Interrogé après la défaite face à l’América (1-0), Ricardo Ferretti assume qu’il est prêt à apporter un changement au sein de l’effectif (@SancadillaNorte).

C’est peut-être dans cette optique que cet hiver, le club des Tigres a enregistré l’arrivée de deux nouvelles recrues : le milieu équatorien Jordan Sierra (vingt-deux ans) en provenance de Querétaro et l’attaquant uruguayen Nicolás « el Diente » López (vingt-six ans), chipé à l’Internacional Porto Alegre pour près de dix millions de dollars. Deux joueurs de qualité, qui apporteront de la fraîcheur et de la vivacité dans l’effectif des félins.

Jordan Sierra et Nico « el Diente » López sont les deux recrues des Tigres lors du mercato hivernal 2020 (Crédit photo : Imago7)

Pour conclure, les coéqupiers d’André-Pierre Gignac sont toujours très performants, ils sont encore favoris pour le titre en Liga MX et pour la Concacaf Champions League qui débute en février.

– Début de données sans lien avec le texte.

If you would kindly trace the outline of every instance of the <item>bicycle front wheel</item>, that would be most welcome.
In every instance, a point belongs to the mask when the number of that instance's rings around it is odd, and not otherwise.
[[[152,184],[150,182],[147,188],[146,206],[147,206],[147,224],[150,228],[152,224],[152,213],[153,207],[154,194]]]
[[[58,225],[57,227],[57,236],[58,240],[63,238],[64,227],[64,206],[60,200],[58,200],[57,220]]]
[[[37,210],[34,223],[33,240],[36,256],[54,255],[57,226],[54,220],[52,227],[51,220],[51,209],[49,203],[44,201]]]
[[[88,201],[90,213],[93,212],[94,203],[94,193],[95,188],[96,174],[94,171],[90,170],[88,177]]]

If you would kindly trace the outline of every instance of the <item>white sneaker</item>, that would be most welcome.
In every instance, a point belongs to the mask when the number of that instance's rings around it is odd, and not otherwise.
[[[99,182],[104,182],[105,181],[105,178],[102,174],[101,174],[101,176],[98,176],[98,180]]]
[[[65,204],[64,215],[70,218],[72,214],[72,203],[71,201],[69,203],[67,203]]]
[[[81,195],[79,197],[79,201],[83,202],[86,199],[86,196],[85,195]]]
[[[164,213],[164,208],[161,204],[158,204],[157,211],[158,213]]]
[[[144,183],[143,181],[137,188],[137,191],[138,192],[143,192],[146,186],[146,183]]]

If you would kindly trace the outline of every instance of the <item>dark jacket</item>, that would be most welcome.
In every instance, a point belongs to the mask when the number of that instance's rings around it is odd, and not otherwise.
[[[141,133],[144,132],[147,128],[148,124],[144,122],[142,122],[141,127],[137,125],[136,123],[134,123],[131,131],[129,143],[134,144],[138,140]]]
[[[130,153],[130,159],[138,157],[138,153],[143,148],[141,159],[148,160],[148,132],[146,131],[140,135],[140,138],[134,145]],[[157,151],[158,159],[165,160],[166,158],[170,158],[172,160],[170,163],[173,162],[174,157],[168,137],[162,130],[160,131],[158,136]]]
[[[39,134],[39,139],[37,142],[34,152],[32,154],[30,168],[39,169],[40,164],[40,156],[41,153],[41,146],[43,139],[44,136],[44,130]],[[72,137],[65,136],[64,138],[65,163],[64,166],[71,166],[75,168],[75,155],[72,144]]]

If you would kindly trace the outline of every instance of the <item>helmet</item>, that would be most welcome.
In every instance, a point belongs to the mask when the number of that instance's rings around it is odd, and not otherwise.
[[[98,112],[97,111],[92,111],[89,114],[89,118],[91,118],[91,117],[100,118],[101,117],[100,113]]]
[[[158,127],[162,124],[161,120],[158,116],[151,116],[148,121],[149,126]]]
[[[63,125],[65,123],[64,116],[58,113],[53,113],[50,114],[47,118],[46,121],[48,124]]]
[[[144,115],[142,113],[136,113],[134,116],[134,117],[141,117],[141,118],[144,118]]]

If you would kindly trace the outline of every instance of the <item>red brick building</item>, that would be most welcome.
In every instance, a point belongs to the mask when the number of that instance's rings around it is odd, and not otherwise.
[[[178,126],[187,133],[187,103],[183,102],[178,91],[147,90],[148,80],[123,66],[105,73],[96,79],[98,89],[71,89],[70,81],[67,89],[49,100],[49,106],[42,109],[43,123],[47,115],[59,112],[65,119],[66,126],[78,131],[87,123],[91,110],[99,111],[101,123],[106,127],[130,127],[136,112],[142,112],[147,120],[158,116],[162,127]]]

Une série de matchs ratés ne remet pas en cause une équipe quatre fois championne du Mexique en quatre ans, mais plusieurs signes négatifs qui n’existaient pas ou peu sont en train d’apparaître autour de l’équipe. Ces signaux vont-ils persister, forçant les dirigeants à entamer une transition attendue par les supporters, ou la génération dorée des Tigres va-t-elle encore une fois s’en sortir ? L’année 2020 des félins sera passionnante à suivre.